Epubfind searches for sets of phrases within an EPUB ebook, or within all every ebook in a directory.
A paragraph from an ebook matches if it contains all the search phrases. Those matching paragraphs will be output. Groups of matching paragraphs will be given book title and chapter headings so that they can be located in the book.
Search phrases are case-insensitive. A phrase can be a single word or a string
of several words in quotes. E.g. 'suddenly vanish away'. The width of the
spacing between words is ignored.
A phrase may also be a
regular expression
pattern. This is good when looking for alternatives. The pattern 'beamish|uffish'
will find paragraphs containing either "beamish" or "uffish".
Epubfind understands the inner structure of EPUB files, so it does a better job of finding text than similar tools.
Let's look for some of the weird words in The Hunting of the Snark (since it
is in verse, we will use the --no-wrap output option):
epubfind --no-wrap snark.epub 'beamish|uffish|galumphing|outgrabe'
The output.
----------------------------------------------------------------------
The Hunting of the Snark: An Agony in Eight Fits
snark.epub
----------------------------------------------------------------------
- - - - - - - - - - - - - - - - - - - - - - - - - - - - - - - - - - -
Fit the Third
THE BAKER’S TALE
- - - - - - - - - - - - - - - - - - - - - - - - - - - - - - - - - - -
“‘But oh, beamish nephew, beware of the day,
If your Snark be a Boojum! For then
You will softly and suddenly vanish away,
And never be met with again!’
- - - - - - - - - - - - - - - - - - - - - - - - - - - - - - - - - - -
Fit the fourth
THE HUNTING
- - - - - - - - - - - - - - - - - - - - - - - - - - - - - - - - - - -
The Bellman looked uffish, and wrinkled his brow.
“If only you’d spoken before!
It’s excessively awkward to mention it now,
With the Snark, so to speak, at the door!

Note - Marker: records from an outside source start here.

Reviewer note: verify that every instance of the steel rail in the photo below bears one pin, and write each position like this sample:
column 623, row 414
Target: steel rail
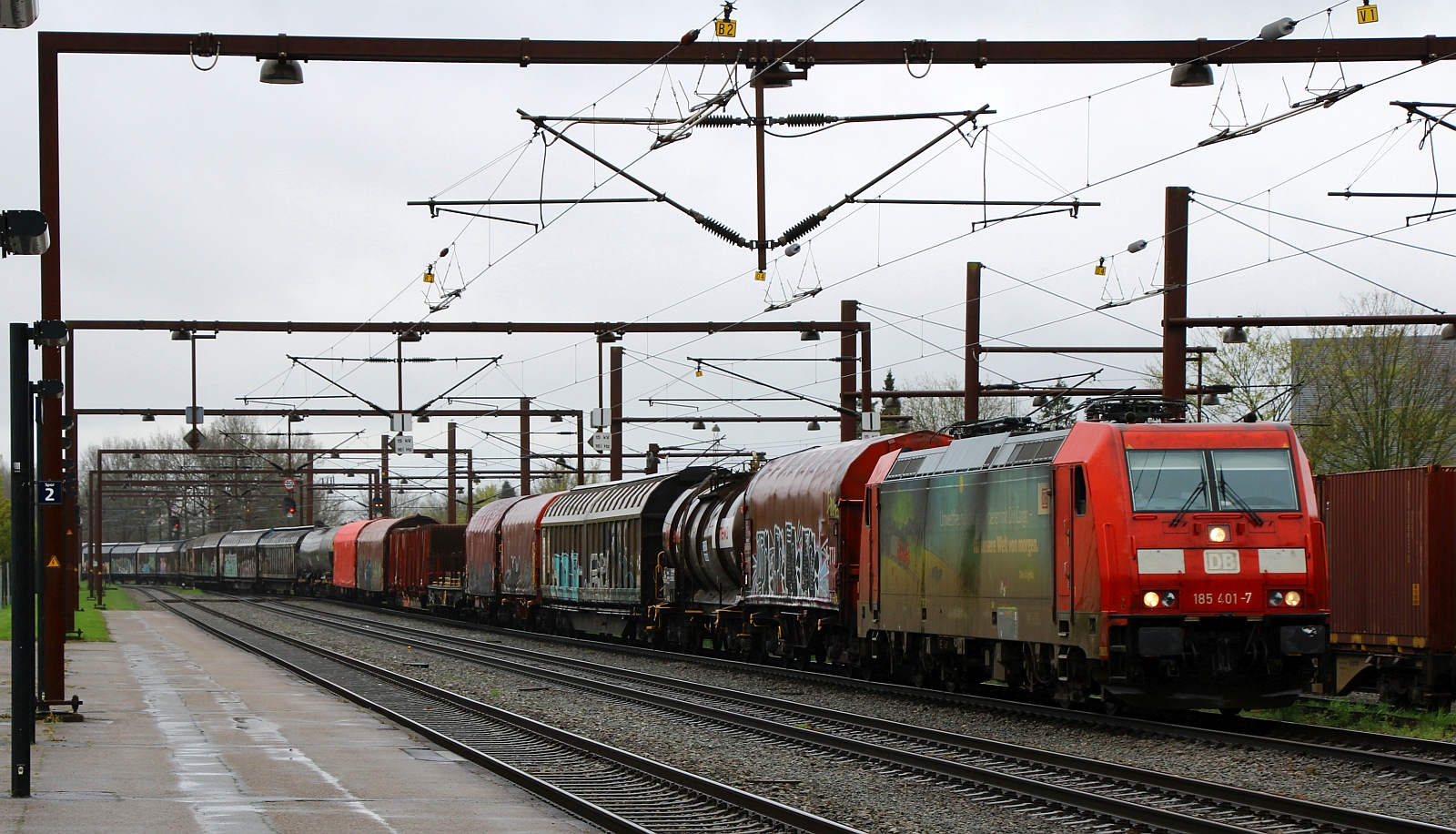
column 701, row 793
column 1420, row 757
column 837, row 731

The Beaver went simply galumphing about,
At seeing the Butcher so shy:
And even the Baker, though stupid and stout,
Made an effort to wink with one eye.
- - - - - - - - - - - - - - - - - - - - - - - - - - - - - - - - - - -
Fit the Fifth
THE BEAVER’S LESSON
- - - - - - - - - - - - - - - - - - - - - - - - - - - - - - - - - - -
The Beaver had counted with scrupulous care,
Attending to every word:
But it fairly lost heart, and outgrabe in despair,
When the third repetition occurred.
EPUBs are actually ZIP files containing directories of XHTML text files. This script unzips and opens those XHTML files, uses the lxml XHTML processing package to extract heading and paragraph text, removes word wrapping from the paragraphs, then searches them with a regular expression derived from the search phrase.